The ads and advertising in the Super Bowl is a hot, interesting topic, especially when I teach or present Marketing and Advertising. Especially right now through February.
I’m asked:
- How much did a 30-second TV commercial or spot cost in Super Bowl XLVI, February 5, 2012?
- What about next February 2013?
Good news for CBS is that in 2012, a single Super Bowl XLVI spot topped $4 million. This year the majority of Super Bowl spots are sold for the February game in 2013, at a high of $3.9 and averaging $3.8 million, per spot.
With ads ranging between $3.5 million and $4 million, Super Bowl prices were up 13% to 29% in 2012, from a year ago. The big premium is usually for a typical 30-second spot in the first quarter of the game, which averaged around $100K extra. I explain that this premium is due to the larger audience and better chances that consumers will recall the ads early in the game. Let’s say that the viewers are usually in a better state of mind. I have a west coast bias here.

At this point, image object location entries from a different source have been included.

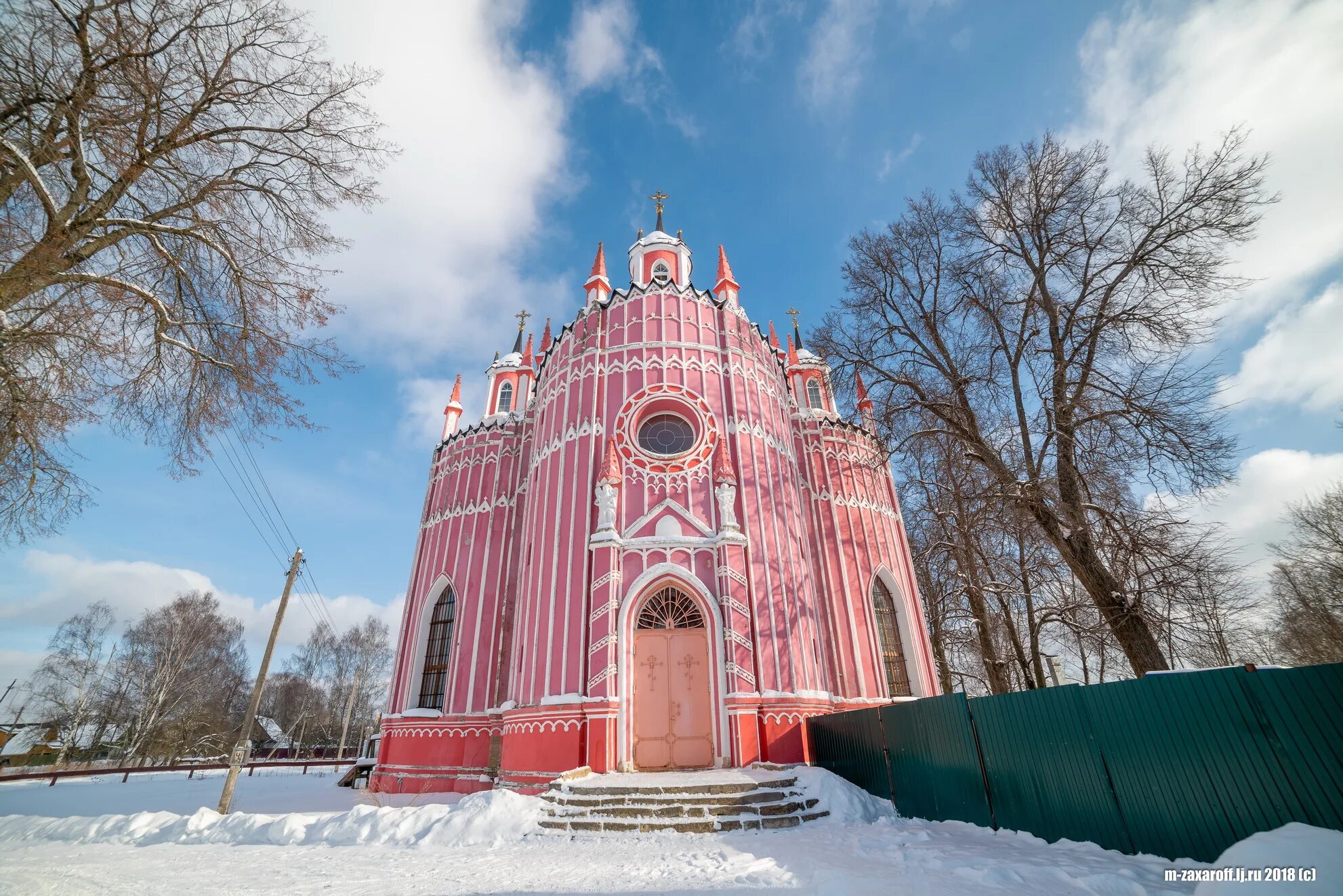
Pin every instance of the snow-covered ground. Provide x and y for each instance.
(154, 838)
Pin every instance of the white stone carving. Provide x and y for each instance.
(606, 500)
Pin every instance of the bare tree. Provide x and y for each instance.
(1307, 581)
(184, 667)
(164, 172)
(1045, 322)
(70, 679)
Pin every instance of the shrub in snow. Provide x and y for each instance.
(482, 819)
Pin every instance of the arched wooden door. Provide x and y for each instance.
(673, 722)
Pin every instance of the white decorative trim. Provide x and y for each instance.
(602, 610)
(734, 574)
(742, 674)
(602, 677)
(741, 639)
(735, 604)
(667, 503)
(545, 725)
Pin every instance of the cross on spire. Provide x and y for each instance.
(657, 198)
(797, 335)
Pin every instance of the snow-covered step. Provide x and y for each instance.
(686, 803)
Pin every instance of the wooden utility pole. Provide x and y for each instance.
(239, 754)
(350, 708)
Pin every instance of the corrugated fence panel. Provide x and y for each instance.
(1174, 765)
(1045, 774)
(1304, 712)
(1194, 770)
(849, 745)
(934, 763)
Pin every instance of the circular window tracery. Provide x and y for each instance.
(667, 435)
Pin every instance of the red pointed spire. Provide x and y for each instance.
(724, 273)
(611, 469)
(598, 265)
(723, 471)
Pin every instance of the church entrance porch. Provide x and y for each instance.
(673, 712)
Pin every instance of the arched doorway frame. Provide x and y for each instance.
(909, 648)
(641, 591)
(419, 636)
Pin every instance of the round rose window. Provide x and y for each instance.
(667, 435)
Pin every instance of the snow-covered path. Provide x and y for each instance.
(833, 859)
(152, 837)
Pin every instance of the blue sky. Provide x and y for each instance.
(531, 132)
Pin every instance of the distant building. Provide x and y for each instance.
(661, 548)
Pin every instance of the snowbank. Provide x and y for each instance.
(1294, 845)
(480, 820)
(848, 804)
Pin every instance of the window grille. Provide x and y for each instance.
(434, 682)
(892, 648)
(671, 608)
(814, 398)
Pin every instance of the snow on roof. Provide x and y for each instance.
(24, 741)
(273, 730)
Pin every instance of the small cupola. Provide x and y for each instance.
(660, 259)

For 2013, with a reported average :30 cost of $3.8 million, CBS could achieve approximately a 9% premium on the previous year’s rate, or as much as $225 million in revenue.
Prices, for this advertising time only, can typically cost millions of dollars; the 30-second spot during the 2012 telecast cost an average of $3.5 million.

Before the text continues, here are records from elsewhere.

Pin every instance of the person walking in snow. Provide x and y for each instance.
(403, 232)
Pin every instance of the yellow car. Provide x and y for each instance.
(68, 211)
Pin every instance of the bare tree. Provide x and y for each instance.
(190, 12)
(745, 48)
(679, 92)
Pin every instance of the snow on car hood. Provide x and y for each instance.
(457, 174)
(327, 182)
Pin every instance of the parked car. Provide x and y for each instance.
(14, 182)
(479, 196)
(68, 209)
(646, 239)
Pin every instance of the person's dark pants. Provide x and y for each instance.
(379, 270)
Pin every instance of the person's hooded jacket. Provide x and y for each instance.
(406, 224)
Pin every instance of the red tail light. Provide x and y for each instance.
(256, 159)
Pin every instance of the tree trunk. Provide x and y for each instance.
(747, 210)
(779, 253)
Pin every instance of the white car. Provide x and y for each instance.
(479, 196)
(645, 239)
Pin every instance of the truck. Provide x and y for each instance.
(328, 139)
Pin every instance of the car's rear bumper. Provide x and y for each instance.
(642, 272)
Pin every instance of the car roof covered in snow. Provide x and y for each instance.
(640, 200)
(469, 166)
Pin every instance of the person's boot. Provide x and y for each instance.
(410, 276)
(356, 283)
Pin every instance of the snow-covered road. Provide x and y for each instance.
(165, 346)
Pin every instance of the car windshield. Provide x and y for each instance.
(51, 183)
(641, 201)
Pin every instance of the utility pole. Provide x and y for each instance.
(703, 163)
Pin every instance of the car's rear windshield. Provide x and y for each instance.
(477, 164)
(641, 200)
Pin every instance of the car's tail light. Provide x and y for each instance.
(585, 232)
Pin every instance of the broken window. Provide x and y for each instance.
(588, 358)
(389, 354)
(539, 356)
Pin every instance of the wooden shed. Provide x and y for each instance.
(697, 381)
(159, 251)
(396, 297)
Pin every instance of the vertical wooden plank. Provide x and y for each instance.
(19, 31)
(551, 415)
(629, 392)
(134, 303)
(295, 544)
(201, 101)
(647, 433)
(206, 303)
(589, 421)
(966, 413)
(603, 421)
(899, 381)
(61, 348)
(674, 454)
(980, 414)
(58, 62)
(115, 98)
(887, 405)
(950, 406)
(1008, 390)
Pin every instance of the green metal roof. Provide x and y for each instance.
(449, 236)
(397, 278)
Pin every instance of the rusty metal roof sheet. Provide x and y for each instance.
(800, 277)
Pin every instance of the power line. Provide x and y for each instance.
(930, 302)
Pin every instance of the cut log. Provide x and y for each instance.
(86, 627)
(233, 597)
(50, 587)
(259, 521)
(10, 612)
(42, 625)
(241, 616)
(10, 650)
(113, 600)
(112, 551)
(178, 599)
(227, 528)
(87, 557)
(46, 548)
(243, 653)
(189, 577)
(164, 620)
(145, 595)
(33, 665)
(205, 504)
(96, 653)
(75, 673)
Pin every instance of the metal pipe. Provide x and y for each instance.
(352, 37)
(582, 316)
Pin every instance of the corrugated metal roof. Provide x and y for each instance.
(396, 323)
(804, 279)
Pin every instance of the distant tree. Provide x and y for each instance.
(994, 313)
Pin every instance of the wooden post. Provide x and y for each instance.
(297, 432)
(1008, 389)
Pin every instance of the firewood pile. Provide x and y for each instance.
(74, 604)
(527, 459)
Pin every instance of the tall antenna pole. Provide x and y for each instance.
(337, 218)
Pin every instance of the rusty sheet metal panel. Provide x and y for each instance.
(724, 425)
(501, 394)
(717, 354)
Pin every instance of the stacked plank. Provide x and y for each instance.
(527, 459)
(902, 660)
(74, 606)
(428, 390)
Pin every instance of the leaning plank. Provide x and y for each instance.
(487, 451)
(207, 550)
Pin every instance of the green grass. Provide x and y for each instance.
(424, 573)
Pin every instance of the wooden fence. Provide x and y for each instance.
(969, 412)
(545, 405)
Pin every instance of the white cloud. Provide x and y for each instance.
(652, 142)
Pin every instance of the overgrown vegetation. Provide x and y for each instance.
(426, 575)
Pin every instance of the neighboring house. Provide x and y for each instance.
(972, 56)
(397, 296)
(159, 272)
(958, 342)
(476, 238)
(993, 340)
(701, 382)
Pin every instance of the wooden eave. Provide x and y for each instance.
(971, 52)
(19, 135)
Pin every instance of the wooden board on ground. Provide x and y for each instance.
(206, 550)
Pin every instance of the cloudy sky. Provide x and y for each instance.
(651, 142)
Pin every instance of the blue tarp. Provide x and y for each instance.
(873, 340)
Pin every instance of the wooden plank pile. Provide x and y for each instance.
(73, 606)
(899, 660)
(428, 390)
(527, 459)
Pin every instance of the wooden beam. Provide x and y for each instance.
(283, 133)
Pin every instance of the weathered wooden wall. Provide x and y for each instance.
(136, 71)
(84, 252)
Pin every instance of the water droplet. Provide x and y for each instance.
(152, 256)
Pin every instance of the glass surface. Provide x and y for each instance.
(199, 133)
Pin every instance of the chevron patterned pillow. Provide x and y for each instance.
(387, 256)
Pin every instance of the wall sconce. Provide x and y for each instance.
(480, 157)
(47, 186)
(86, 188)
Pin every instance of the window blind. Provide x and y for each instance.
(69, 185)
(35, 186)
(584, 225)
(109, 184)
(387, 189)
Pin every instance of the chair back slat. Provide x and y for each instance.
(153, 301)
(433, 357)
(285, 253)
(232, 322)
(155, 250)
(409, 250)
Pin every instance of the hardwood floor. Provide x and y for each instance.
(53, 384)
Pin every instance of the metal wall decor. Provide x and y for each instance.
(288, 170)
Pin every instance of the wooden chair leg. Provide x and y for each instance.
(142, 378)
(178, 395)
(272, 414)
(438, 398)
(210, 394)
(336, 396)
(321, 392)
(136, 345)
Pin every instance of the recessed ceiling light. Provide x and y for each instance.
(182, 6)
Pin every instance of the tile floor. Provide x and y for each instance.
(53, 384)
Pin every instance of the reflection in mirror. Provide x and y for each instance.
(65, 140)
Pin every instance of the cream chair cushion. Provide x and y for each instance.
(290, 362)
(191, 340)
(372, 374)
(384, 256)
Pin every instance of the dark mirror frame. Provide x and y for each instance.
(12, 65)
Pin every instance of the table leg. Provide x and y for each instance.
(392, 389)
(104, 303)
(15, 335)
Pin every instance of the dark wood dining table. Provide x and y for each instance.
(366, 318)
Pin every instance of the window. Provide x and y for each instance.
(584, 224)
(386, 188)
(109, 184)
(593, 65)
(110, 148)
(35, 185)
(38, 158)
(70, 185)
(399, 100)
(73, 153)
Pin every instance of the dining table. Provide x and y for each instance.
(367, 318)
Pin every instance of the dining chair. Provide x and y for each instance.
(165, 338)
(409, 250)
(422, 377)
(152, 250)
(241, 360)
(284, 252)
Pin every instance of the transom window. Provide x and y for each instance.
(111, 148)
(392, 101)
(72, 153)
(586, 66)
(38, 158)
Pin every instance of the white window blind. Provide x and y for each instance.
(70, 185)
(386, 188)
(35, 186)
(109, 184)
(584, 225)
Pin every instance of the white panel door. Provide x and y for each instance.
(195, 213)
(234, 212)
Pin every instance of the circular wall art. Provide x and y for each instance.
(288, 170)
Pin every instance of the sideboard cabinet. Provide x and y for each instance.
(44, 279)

FOX in 2011 reported that Super Bowl XLV sold out, fetching between $2.8 million and $3 million per :30. This amount excluded production costs and fees for actors, sets, equipment, advertising agencies, directors, crew and other personnel. Here’s more:
In 2009-2010, the cost of a 30-second spot ranged from $2.5 million to $2.9 million.
During the broadcast advertising time has also grown from 40 minutes, 15 seconds in 2001 — or 82 messages — to 45:10, or 84 messages in 2009. There was a big rise in 2010, to 47:50 and 104 commercials.
Which product is advertised the most on the Super Bowl? Not beers, movies or cars. It’s the network’s own programming promotion. In a typical Super Bowl, 15% to 20% of all commercial time is a plug by the network for its own programming and shows.
Sales and the pace of sales in 2010-2012 were fueled by the heavy competition among car makers. There was a record of eleven different car brands which announced Super Bowl deals, including nine different auto brands. This year we have Mercedes coming back into the fold at the Mercedes-Benz Superdome in New Orleans in 2013.
The Super Bowl is our country’s highest-profile advertising showcase, with households staying glued to their screens and not using TiVo-type products and services during the ads. Marketers get a huge audience, but they also face high expectations especially when the audience can judge and be a critic with the click of a mouse. With the high price tag, it’s a lot to spend if the creative is poor or dumb, lacks strategic marketing direction, or just plain awful. The cost of a Super Bowl spot every year has been an annual contest of brinkmanship for the networks, in setting its price.
Positions in first half sell first. Anheuser-Busch delivered four-and-a-half minutes during Super Bowl XLVI, the company’s 24th consecutive season as the exclusive malt beverage category advertiser.
Super Bowl XXXVIII, broadcasted on 2/1/2004 from Houston, Texas on the CBS network, was noted for a controversial halftime show in which Janet Jackson’s bare breast was exposed by Justin Timberlake in what was referred to as a "wardrobe malfunction". A record $550,000 fine was levied by the FCC, as well as an increase of FCC fines per indecency violation from $27,500 to $325,000.
While the Super Bowl still commands the highest-priced commercial unit — around $3.8 million — other major sports events and the Oscars can pull in total dollars, too.